Personal information
- Nationality: Bulgarian
- Born: 12 February 1993 (age 32) Troyan, Bulgaria

Sport
- Country: Bulgaria
- Sport: Biathlon

= Stefani Popova =

Bulgarian biathlete

Stefani Popova (Стефани Попова) (born 12 February 1993) is a Bulgarian biathlete.

== Early life ==
She was born in Troyan.
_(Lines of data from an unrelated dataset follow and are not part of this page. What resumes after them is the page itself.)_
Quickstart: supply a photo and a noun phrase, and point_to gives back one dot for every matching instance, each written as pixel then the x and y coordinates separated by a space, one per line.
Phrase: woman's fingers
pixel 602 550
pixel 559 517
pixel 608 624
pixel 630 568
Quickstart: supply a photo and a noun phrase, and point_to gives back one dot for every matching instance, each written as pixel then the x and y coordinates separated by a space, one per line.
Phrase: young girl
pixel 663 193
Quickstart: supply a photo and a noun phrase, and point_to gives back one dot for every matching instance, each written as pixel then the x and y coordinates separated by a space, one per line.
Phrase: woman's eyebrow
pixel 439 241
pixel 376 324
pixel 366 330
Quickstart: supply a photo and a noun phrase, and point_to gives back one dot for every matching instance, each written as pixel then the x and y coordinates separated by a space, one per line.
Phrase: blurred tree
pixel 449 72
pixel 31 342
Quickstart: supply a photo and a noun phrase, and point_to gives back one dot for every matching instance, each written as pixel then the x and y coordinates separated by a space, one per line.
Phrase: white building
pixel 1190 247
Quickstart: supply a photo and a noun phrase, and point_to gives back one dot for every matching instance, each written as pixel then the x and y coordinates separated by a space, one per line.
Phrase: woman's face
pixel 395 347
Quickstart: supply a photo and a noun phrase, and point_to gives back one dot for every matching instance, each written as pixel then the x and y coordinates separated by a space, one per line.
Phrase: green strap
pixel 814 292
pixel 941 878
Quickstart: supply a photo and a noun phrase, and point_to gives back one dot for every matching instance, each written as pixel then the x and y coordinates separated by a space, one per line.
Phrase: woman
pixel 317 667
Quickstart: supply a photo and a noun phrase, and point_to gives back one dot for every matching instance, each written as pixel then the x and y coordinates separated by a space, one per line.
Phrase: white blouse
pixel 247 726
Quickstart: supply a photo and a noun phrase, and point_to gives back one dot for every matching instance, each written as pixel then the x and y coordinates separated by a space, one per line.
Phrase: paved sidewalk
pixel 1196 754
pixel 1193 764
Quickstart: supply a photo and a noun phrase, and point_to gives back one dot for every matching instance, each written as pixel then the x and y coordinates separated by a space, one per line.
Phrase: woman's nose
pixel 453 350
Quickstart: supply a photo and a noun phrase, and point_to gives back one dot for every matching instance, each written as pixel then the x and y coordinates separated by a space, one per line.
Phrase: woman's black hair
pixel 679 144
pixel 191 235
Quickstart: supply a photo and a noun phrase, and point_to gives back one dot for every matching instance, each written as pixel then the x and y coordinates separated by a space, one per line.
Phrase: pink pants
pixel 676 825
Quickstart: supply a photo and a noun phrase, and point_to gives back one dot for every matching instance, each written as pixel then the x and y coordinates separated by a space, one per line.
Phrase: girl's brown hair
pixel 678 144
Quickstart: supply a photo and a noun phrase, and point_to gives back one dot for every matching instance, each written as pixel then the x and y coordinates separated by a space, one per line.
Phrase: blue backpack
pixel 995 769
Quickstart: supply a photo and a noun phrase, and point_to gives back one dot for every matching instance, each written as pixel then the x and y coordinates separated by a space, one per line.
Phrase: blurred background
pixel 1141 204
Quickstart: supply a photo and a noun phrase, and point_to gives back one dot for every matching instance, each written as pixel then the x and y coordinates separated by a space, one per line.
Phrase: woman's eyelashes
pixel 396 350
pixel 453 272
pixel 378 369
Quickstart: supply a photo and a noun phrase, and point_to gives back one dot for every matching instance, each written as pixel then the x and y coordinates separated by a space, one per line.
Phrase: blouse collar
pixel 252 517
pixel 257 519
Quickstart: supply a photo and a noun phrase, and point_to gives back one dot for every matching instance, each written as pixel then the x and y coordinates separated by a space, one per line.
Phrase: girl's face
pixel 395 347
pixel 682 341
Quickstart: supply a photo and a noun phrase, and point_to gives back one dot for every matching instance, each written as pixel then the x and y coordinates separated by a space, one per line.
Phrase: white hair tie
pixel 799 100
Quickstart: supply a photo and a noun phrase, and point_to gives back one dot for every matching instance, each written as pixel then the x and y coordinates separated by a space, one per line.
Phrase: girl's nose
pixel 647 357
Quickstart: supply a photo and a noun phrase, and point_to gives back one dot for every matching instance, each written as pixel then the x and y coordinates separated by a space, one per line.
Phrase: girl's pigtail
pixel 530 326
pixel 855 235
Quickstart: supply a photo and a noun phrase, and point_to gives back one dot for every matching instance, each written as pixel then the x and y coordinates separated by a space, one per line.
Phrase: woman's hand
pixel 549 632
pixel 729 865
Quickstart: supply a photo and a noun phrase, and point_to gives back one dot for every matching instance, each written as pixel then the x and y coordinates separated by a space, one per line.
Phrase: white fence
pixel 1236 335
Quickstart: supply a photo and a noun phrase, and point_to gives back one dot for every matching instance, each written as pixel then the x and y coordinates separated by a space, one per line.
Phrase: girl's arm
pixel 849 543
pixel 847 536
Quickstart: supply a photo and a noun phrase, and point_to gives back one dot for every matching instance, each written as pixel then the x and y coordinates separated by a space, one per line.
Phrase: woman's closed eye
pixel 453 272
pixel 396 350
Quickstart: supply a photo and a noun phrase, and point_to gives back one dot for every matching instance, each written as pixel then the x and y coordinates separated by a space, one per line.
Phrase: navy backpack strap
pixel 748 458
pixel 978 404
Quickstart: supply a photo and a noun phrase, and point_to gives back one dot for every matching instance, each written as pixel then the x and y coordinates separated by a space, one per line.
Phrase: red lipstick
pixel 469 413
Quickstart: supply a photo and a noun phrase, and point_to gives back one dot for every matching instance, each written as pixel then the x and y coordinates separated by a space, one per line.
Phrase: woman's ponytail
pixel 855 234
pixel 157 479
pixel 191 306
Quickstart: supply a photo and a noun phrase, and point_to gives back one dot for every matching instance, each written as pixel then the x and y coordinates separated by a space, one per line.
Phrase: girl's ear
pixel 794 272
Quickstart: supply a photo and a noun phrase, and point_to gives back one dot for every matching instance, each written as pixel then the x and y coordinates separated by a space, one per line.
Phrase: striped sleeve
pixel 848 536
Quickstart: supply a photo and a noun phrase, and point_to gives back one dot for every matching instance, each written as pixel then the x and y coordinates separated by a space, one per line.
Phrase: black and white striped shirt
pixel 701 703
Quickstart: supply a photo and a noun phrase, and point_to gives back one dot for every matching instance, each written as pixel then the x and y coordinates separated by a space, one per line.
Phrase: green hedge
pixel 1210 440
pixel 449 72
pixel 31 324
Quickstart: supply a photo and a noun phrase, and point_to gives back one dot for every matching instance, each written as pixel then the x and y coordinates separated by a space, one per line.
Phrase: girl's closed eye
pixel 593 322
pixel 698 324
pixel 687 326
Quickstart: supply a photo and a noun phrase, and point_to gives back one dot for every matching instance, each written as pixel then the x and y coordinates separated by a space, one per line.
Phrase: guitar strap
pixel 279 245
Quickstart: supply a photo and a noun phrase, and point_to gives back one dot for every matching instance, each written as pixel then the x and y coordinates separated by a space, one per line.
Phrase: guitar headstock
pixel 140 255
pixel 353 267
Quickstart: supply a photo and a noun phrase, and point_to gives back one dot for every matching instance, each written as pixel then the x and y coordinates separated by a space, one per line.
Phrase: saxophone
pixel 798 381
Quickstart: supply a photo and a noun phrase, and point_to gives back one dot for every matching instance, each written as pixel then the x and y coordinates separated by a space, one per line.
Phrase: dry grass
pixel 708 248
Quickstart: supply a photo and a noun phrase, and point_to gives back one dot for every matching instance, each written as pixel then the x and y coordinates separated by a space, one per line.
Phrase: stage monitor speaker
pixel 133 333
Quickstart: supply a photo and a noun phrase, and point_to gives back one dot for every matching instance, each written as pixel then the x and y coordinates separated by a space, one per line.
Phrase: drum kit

She has competed in the Biathlon World Cup, and represented Bulgaria at the Biathlon World Championships 2016.
==Biathlon results==
All results are sourced from the International Biathlon Union.
===Olympic Games===
0 medals

| Event | Individual | Sprint | Pursuit | Mass start | Relay | Mixed relay |
|---|---|---|---|---|---|---|
| KOR 2018 Pyeongchang | 77th | — | — | — | 16th | — |

===World Championships===
0 medals

| Event | Individual | Sprint | Pursuit | Mass start | Relay | Mixed relay |
|---|---|---|---|---|---|---|
| CZE 2013 Nové Město | 91st | — | — | — | LAP | — |
| FIN 2015 Kontiolahti | 86th | 102nd | — | — | 23rd | — |
| NOR 2016 Oslo | 80th | 96th | — | — | 20th | — |
| AUT 2017 Hochfilzen | — | 94th | — | — | 22nd | — |

- During Olympic seasons competitions are only held for those events not included in the Olympic program.